Rob Bell is a universalist.
At least according to Justin Taylor and his reading of Bell’s forthcoming book Love Wins. The subsequent conversation has been loud, emotional, and the coverage has been all encompassing in the church world (our version of Charlie Sheen coverage). You can read a very measured response at Christianity Today.
I am not as interested in the theology (I’ll wait to read the book) what I am interested in is the fact that Bell engaged this issue. In the interest of full disclosure I admire Rob Bell. I have read his books, heard him speak, and been to a conference he hosted.
Tony Jones, someone who knows controversy within Christian subculture, wrote that Rob Bell simply doesn’t care if people call him a heretic. I disagree, Rob Bell does care what people think just like the rest of us.

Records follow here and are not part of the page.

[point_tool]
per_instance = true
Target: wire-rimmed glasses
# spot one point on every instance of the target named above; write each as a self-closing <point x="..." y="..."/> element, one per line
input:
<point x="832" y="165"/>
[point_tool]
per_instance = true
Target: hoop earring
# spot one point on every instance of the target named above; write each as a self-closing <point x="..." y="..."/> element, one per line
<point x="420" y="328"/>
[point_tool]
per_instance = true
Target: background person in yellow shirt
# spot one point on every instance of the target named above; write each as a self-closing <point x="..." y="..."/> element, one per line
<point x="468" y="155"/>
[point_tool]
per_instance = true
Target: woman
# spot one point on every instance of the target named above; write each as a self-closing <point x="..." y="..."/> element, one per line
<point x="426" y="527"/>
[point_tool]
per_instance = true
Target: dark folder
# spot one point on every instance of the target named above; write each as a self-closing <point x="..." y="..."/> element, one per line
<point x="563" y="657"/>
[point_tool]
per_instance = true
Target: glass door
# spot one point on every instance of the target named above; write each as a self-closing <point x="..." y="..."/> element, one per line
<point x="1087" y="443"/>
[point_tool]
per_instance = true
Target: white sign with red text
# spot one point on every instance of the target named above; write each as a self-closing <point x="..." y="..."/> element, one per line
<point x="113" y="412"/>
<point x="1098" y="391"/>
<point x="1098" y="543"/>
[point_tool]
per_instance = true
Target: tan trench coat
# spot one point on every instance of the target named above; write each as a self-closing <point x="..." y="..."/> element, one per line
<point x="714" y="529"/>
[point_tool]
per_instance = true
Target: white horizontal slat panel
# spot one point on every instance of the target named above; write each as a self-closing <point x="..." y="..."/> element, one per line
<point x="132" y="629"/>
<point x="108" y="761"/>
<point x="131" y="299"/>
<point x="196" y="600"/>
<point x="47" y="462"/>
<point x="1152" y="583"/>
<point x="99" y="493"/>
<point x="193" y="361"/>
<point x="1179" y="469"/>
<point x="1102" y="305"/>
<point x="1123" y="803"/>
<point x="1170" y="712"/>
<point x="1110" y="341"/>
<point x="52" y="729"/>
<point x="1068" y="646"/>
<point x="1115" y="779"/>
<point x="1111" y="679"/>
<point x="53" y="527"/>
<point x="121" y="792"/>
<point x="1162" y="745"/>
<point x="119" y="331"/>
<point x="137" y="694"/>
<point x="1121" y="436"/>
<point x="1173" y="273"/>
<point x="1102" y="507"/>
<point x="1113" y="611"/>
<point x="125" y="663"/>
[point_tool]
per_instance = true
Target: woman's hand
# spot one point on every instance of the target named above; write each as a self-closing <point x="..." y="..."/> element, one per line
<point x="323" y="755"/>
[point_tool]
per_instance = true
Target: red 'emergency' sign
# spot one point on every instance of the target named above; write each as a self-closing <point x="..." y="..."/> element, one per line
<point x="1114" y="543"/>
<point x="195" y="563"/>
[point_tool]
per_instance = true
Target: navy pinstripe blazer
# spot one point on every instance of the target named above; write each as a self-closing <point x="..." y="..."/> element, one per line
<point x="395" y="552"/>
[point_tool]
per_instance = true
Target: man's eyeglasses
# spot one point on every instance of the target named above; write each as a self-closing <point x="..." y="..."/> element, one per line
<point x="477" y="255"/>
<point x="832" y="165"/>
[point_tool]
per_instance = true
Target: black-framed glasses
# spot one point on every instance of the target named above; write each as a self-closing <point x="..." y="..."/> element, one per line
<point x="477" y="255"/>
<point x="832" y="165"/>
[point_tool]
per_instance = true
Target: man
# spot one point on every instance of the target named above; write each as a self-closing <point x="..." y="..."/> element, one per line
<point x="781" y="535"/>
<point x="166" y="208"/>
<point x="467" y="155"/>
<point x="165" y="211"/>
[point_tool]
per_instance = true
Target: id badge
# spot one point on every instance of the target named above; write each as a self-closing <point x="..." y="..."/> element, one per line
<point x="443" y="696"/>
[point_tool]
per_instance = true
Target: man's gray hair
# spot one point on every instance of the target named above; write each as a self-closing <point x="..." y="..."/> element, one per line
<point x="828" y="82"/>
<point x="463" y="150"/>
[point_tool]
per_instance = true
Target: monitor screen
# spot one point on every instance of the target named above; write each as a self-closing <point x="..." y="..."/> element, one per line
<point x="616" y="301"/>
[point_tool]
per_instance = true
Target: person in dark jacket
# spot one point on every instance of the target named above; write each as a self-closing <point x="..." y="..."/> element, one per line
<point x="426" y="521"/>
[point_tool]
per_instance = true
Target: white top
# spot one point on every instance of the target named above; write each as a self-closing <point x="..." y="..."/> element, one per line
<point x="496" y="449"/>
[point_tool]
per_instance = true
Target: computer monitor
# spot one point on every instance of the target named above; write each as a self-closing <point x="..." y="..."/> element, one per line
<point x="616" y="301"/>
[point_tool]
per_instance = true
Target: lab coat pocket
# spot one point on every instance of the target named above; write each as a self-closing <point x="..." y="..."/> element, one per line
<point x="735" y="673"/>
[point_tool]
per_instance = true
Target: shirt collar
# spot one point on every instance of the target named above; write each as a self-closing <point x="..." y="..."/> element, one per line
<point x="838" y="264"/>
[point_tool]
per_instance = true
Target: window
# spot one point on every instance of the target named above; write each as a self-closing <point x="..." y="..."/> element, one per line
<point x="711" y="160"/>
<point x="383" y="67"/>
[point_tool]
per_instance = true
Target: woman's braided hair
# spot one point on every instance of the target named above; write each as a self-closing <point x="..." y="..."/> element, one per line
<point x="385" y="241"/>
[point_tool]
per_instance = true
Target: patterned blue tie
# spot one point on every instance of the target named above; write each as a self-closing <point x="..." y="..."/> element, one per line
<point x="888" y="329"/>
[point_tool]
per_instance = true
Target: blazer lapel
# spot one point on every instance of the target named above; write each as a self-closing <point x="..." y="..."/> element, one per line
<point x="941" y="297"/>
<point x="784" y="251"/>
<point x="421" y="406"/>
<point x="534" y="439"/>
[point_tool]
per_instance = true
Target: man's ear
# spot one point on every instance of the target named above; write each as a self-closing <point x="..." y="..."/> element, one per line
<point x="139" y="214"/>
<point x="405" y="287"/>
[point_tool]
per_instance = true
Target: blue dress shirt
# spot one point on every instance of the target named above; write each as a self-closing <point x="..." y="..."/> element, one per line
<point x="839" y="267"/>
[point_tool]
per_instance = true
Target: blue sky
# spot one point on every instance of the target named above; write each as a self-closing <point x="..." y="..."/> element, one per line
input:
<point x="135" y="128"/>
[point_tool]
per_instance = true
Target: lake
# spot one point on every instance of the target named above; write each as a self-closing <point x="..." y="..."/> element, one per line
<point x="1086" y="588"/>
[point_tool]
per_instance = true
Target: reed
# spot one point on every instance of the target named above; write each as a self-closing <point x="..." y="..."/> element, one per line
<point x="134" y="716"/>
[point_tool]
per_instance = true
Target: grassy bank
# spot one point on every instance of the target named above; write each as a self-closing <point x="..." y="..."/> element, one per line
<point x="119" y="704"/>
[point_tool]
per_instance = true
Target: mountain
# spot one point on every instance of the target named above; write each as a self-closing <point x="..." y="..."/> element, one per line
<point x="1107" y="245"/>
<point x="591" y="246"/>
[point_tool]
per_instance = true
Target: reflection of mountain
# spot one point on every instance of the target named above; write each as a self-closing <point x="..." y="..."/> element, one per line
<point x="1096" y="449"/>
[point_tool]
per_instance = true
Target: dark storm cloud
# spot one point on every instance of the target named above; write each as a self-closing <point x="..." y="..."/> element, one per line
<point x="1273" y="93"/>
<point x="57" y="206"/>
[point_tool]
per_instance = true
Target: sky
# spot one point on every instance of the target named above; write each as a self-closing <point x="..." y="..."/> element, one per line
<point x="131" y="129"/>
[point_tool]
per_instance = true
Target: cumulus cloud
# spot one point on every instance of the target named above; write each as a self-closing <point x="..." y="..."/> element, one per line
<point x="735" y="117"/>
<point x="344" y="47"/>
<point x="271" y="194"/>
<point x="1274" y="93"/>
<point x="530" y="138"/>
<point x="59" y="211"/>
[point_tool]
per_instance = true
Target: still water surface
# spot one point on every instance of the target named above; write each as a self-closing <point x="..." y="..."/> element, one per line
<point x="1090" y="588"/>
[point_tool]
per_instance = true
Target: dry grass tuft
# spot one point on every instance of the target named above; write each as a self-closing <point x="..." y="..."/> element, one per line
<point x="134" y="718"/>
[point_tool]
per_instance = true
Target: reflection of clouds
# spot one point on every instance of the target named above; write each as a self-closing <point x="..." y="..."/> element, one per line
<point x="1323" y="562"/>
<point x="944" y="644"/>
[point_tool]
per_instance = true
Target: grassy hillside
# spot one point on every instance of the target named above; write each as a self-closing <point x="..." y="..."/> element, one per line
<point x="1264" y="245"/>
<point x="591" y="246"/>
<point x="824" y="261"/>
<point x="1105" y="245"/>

The difference is that Bell is willing to take the criticism. Criticism is nothing new for Bell and he had to know that talking about the issue of eternity he would rile up his detractors, he may not have approved the blurb released by Harper Collins but he couldn’t have been surprised.
Bell took this risk because he understands the centrality of the question. Eternal conscious suffering for those who refused the salvation from Christ is more or less the orthodox understanding of Hell. Questions regarding various scenarios of never hearing the Gospel or being misled by family or culture are soon to follow and a tension emerges. What it appears Bell is doing is engaging that tension.
I strongly doubt there are many followers of Christ who revel in the idea of people experiencing the fire and agony of hell. In fact I think that many (including myself) hold out some hope that God’s love does indeed transcend our understanding and that there are more in heaven than we assume.
Hell bothers me, and I guess it should. In fact I would be more than happy to be proven wrong on this. My guess is that Bell realizes that this is a common sentiment and decided to ask some questions out loud.